Viendront peut-être aussi à l’esprit des figures de joueurs ou d’ardents passionnés en rupture de réalité, tant ils existent assurément des personnes qui se livrent pleinement à une « seconde vie » [3] parallèle, voire unique, ou au contraire démultipliée par le nombre d’avatars avec lesquels ils s’auto-engendrent dans divers univers et communautés. Ils semblent pris dans l’existentialité de ses trajectoires de vie digitale, et il reste difficile de porter un regard dépassionné sur eux tant est plein de jugements et d’opprobre à leur égard celui offert par les médias du récit (et de l’image) intouchable, à savoir les médias dits généralistes.
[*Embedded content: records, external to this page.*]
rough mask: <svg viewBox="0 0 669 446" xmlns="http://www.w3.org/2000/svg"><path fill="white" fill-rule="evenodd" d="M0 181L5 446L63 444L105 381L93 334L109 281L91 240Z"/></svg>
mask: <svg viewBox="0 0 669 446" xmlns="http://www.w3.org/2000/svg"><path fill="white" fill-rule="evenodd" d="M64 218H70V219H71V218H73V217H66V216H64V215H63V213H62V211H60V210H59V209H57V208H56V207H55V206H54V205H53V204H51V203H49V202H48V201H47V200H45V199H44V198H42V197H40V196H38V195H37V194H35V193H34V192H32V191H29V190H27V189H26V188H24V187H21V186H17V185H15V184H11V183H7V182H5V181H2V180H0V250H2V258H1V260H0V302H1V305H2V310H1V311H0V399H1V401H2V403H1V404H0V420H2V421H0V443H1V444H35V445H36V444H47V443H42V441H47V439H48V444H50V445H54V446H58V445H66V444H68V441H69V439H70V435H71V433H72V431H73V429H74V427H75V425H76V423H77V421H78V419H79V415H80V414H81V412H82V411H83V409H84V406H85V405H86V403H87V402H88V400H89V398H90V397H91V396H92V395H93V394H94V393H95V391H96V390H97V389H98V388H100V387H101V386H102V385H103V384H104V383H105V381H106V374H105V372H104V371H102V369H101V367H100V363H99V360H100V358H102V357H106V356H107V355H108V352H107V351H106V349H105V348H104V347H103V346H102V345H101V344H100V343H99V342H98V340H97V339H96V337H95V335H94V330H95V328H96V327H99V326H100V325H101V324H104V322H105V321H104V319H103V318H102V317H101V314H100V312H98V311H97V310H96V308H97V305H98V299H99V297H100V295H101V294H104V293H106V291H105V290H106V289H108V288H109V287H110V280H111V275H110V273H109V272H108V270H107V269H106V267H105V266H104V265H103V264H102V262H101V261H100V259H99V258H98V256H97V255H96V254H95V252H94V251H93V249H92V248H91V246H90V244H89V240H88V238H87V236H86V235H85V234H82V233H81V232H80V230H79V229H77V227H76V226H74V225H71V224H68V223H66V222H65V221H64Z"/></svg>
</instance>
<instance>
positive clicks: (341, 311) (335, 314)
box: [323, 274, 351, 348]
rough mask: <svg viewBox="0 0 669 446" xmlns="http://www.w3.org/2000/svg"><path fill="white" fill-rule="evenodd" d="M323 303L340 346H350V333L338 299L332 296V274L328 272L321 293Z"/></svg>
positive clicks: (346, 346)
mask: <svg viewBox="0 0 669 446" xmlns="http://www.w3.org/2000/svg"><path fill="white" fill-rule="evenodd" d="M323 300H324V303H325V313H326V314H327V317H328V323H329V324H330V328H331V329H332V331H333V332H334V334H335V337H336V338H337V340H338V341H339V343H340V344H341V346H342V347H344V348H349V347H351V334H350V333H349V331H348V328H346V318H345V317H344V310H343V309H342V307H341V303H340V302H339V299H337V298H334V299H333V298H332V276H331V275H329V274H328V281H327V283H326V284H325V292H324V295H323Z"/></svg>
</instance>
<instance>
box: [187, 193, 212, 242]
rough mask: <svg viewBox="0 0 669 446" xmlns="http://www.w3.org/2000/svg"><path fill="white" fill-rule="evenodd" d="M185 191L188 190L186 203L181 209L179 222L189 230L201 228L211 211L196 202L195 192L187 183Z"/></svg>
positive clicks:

Or, ce qui vient cruellement à manquer, à la suite de l’amenuisement des grands récits émancipateurs pour reprendre la belle expression de Jean-François Lyotard, ce serait une histoire collective aménageant une place suffisante à tous ces petits récits, qui prendraient force à travers une telle reconnaissance. C’est bien le défi qui grandit aujourd’hui, celui de savoir comment intégrer avec justesse, respect et considération l’expérience individuelle du récit pour lui accorder une place centrale dans la construction de la personne contemporaine en ce qu’elle est reliée structurellement au collectif, à la Culture, à la Technologie et à la Nature, ce que tous les récits mettent d’une manière ou d’une autre en scène, même en oblitérant ou masquant nos interdépendances fondamentales. Autrement dit, comment donner à chacun la possibilité de plonger dans les entrailles des histoires à vivre sans être atteint d’une ivresse des profondeurs empêchant de relier ces parcours initiatiques au grand courant de la vie où nous sommes pris et qui nous prend, quelques soient ce que l’on veut bien se raconter à ce sujet… ?  A quand une culture partageable de la fiction expérimentable qui l’existentialiserait pour tous, en intimité profonde avec les enjeux de l’être, si mystérieux mais pourtant palpable dans la grâce narrative incarnée dans nos rapports techno-culturels. Pour demain les concepts et méthodes pour réaborder notre destinée commune et planétaire avec les trésors découverts dans des mondes virtuels et des histoires improbables, qui nous enseignent sur nous-mêmes, et nous aident à mieux connaitre nos forces et vulnérabilités pour se les concilier.


Étienne-Armand Amato


[1] Une réflexion développée dans : http://hypermedia.univ-paris8.fr/seminaires/semaction/seminaires/txt01-02/seance1/sauvegarde.htm et publiée dans l’ouvrage collectif Le Virtuel : la présence de l’absent, Missonnier S. Lisandre H., 5 (Dir.) EDK Edition, Paris, 2003. 

[2] Et nous réaffirmons ainsi une distinction conceptuellement opérationnelle entre (le) numérique et (le) digital, le premier étant davantage lié au calcul et à la puissance informatique, le second pointant vers le corps humain, avec le digit qui est l’unité en tant qu’elle est comptée avec les doigts, selon une mise en rapport entre le calcul et la main par les doigts, ce qui renvoie au geste et à la faculté analogique qui est notre propre. Même si aujourd’hui, cette différence dépend du secteur professionnel (agence digitale versus campus numérique) ou de la référence culturelle choisie (anglo-saxonne ou française), elle mérite d’être située dans ce rapport entre informatique et programmation d’un côté,  interactivité et interfaçage humain-machine de l’autre. 

[3] En référence à ce fameux métavers Second Life, qui continue d’offrir un accès à un monde fabriqué par ses utilisateurs depuis plus d’une décennie.